Одновременно с Таней Козорезовой в нашу лабораторию пришёл Вася Поляков, тоже выпускник МЭИС. По странному совпадению Вася тоже был с Кубани, он вырос в семье сельских интеллигентов, одарённых многими талантами. Василий Михайлович Поляков стал толковым старшим инженером и многолетним профоргом отдела, но все любили его не за это. Вася был романтик, писал хорошие стихи и был душой компании молодых сотрудников. К несчастью, Вася ушёл из жизни обидно рано, в 1981 году.В память о нём я храню его стихотворное поздравление от имени отдела по поводу моего дня рождения, где пафос счастливо разбавлен юмором.

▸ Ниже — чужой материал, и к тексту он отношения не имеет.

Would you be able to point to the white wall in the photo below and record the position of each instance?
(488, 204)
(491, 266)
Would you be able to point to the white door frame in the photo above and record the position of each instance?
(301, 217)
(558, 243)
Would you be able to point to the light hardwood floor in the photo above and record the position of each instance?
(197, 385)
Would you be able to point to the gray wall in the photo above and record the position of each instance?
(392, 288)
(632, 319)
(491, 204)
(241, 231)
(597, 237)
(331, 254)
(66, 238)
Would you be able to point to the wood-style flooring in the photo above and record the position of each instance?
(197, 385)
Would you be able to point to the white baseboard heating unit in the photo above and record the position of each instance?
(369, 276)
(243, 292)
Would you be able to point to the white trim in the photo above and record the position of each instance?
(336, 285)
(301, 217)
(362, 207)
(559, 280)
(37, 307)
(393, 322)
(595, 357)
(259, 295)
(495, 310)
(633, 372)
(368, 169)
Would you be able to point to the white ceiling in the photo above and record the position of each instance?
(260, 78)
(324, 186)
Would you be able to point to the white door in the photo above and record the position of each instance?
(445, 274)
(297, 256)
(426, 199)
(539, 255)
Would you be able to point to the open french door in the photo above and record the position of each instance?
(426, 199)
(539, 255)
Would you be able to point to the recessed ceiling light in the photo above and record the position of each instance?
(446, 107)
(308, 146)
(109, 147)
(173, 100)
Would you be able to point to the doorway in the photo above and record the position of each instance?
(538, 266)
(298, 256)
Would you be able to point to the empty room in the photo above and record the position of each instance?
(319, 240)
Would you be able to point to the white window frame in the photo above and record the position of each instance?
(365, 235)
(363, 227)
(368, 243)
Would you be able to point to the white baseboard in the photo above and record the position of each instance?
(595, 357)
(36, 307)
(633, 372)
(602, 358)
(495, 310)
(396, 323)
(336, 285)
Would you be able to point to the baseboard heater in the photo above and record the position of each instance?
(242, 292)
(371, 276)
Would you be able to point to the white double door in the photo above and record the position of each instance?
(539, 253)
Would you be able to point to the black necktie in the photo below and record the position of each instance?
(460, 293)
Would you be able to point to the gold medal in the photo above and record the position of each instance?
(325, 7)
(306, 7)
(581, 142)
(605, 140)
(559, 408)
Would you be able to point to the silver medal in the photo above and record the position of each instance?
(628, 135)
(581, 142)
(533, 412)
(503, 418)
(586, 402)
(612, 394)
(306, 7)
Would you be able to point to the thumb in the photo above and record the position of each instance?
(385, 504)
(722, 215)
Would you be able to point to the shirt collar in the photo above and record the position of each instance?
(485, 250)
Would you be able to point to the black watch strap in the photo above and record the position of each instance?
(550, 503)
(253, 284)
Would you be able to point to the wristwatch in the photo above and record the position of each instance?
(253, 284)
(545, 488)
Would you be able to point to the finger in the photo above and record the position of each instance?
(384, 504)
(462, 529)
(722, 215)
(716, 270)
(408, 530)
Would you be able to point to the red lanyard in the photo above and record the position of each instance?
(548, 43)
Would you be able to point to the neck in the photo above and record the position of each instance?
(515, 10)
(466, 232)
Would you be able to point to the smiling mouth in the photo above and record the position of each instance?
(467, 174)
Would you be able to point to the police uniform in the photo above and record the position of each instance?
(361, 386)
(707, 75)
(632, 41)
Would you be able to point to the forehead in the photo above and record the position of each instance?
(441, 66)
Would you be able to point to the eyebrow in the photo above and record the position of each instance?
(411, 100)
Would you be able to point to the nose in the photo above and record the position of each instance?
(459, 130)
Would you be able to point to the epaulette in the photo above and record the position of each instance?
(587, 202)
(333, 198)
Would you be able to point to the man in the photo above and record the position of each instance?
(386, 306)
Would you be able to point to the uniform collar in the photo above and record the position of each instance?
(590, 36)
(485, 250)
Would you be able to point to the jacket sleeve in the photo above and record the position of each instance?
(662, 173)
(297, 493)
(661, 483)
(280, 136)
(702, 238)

      Наш коллектив всегда по праву
      Считал тебя большой находкой.
     Шагаешь ты на фланге правом
     Вполне уверенной походкой.
          Ты – спринтер, лекарь, поэтесса,
          И, как сказал майор Ткаченко,
          Ты двигатель н.-т. прогресса,
          Ты – Келдыш  наш, ты – наш Бусленко !..


           Нашего полку прибыло

      Уволилась Зина Ермакова, перешла в космический филиал Таня Анохина. И быть бы мне единственной женщиной в лаборатории СЕВ, если бы наш суховатый с виду, но, как оказалось, романтик в душе, Валентин Петрович Кузнецов не набрал в лабораторию несколько прекрасных женщин. Они пришли к нам одна за другой: Валя Калинникова, Лариса Чуканина и Лариса Алексеева. Все они уже были замужем, у всех мужья работали в НИИ-4, так что у всех нас был одинаковый статус, но в 1967 году я была, увы, старше их всех. Тем не менее, у нас получилась тёплая чайная (и не только чайная) компания.

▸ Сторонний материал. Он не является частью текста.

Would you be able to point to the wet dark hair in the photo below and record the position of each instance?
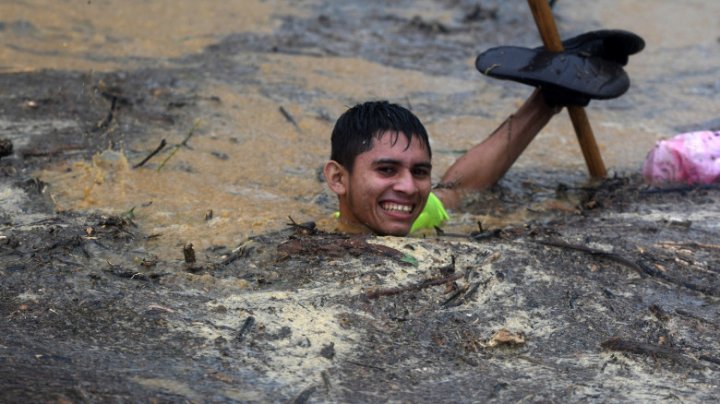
(356, 128)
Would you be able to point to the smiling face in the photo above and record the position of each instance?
(388, 186)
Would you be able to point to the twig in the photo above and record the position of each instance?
(691, 244)
(152, 154)
(247, 325)
(618, 344)
(375, 293)
(365, 365)
(305, 395)
(289, 118)
(641, 268)
(50, 152)
(679, 188)
(592, 251)
(105, 122)
(181, 144)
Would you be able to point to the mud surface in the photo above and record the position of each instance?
(603, 291)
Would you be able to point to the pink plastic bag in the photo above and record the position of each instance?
(692, 158)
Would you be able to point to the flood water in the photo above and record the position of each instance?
(252, 167)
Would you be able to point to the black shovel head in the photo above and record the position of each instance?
(590, 76)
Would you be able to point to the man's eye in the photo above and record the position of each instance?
(386, 170)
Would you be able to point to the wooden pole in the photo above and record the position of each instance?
(551, 39)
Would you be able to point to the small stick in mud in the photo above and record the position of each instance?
(305, 395)
(5, 147)
(375, 293)
(189, 253)
(247, 325)
(105, 122)
(289, 118)
(152, 154)
(181, 144)
(622, 345)
(596, 252)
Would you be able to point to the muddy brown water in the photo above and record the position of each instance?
(253, 168)
(81, 291)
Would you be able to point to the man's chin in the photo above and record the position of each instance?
(400, 230)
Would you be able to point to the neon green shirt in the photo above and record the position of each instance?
(433, 215)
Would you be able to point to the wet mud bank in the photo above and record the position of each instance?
(615, 302)
(605, 291)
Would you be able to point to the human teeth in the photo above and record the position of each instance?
(397, 207)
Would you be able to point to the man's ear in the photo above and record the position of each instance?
(336, 176)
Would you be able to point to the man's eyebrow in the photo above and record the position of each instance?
(398, 162)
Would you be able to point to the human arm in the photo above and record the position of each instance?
(485, 163)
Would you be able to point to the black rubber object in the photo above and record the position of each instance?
(579, 77)
(610, 44)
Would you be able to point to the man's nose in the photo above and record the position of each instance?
(406, 183)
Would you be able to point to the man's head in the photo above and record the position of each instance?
(380, 167)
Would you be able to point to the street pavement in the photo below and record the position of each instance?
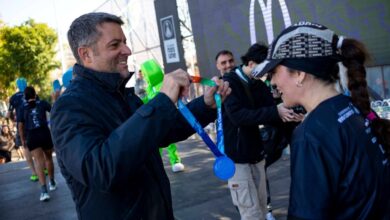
(196, 193)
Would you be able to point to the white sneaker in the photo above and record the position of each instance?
(177, 167)
(44, 197)
(52, 187)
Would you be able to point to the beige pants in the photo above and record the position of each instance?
(248, 190)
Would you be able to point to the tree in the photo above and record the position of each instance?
(27, 51)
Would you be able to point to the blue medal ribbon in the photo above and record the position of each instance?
(223, 166)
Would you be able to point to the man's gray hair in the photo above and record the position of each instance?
(83, 31)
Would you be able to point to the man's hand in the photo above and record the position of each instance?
(176, 84)
(222, 88)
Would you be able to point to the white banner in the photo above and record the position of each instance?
(169, 38)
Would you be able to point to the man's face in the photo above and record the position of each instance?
(225, 63)
(110, 52)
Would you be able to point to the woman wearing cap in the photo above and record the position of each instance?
(340, 152)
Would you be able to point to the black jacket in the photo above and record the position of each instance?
(241, 118)
(338, 169)
(108, 156)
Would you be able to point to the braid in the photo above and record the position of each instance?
(354, 56)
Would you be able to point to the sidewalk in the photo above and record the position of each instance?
(196, 192)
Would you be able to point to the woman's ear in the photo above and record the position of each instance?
(252, 64)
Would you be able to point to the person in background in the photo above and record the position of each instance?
(16, 103)
(340, 167)
(6, 144)
(250, 104)
(35, 134)
(224, 61)
(107, 152)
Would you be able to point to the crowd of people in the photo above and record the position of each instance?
(111, 160)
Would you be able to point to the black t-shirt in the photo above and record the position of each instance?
(34, 114)
(338, 170)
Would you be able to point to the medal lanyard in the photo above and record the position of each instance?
(223, 167)
(217, 151)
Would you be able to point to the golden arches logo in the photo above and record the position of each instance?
(266, 9)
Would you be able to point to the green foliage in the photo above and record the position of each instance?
(27, 51)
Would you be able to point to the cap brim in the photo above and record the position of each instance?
(261, 69)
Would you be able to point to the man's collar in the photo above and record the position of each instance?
(111, 81)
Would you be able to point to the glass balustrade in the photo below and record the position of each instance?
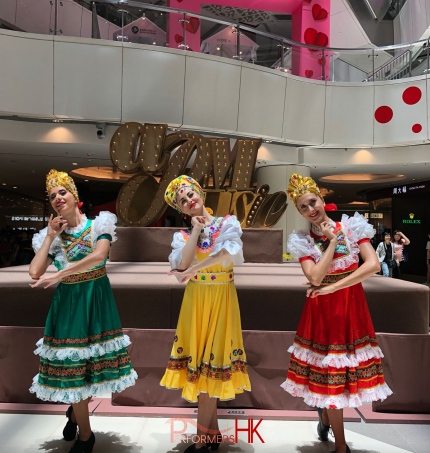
(136, 23)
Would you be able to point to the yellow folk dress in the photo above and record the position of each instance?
(207, 353)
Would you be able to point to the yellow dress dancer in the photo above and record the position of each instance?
(208, 360)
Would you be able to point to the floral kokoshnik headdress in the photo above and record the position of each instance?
(179, 185)
(60, 178)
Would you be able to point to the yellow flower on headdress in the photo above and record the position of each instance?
(300, 185)
(60, 178)
(178, 185)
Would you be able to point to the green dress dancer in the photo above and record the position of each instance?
(83, 351)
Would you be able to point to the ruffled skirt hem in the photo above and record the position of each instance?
(336, 360)
(74, 395)
(223, 390)
(379, 392)
(77, 354)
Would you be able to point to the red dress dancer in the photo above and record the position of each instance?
(335, 358)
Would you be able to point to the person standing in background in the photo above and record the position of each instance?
(400, 240)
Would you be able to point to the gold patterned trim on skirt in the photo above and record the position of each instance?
(333, 278)
(85, 276)
(213, 278)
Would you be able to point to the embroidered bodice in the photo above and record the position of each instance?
(222, 233)
(76, 243)
(351, 232)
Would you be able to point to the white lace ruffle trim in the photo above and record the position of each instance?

   В те годы самой яркой молодой дамой у нас была Валя Калинникова. Она окончила физмат Свердловского университета и в 1967 году ей шёл всего двадцать восьмой год. Валины параметры вызывали моё искреннее восхищение:

- рост метр семьдесят три;
- талия 61 см;
- ноги стройные и крепкие;
- размер ступни 36;
- волосы тёмный каштан, очень пышные;
- глаза серые;
- ресницы длинные.

   При таких статях Валя могла, следуя моде того времени, носить юбки на 10 см выше колен, вызывая по признанию одного из мужчин отдела, смятение в их умах. У неё была очень изящная «балетная» походка, к тому же она сама шила себе очаровательные наряды.

    Была в Валиных серых глазах какая-то тайна, она не была душа нараспашку, но чувствовала сильно. Понятное дело, в неё сразу и не в шутку влюбились горячие хохлы 51-го отдела Жора Сухой и Виталий Полищук. Валя была замужем, оба офицера – женаты и члены партии, так что оба скоро, от греха подальше, покинули отдел, перейдя в другие подразделения. Да, красота – это страшная сила…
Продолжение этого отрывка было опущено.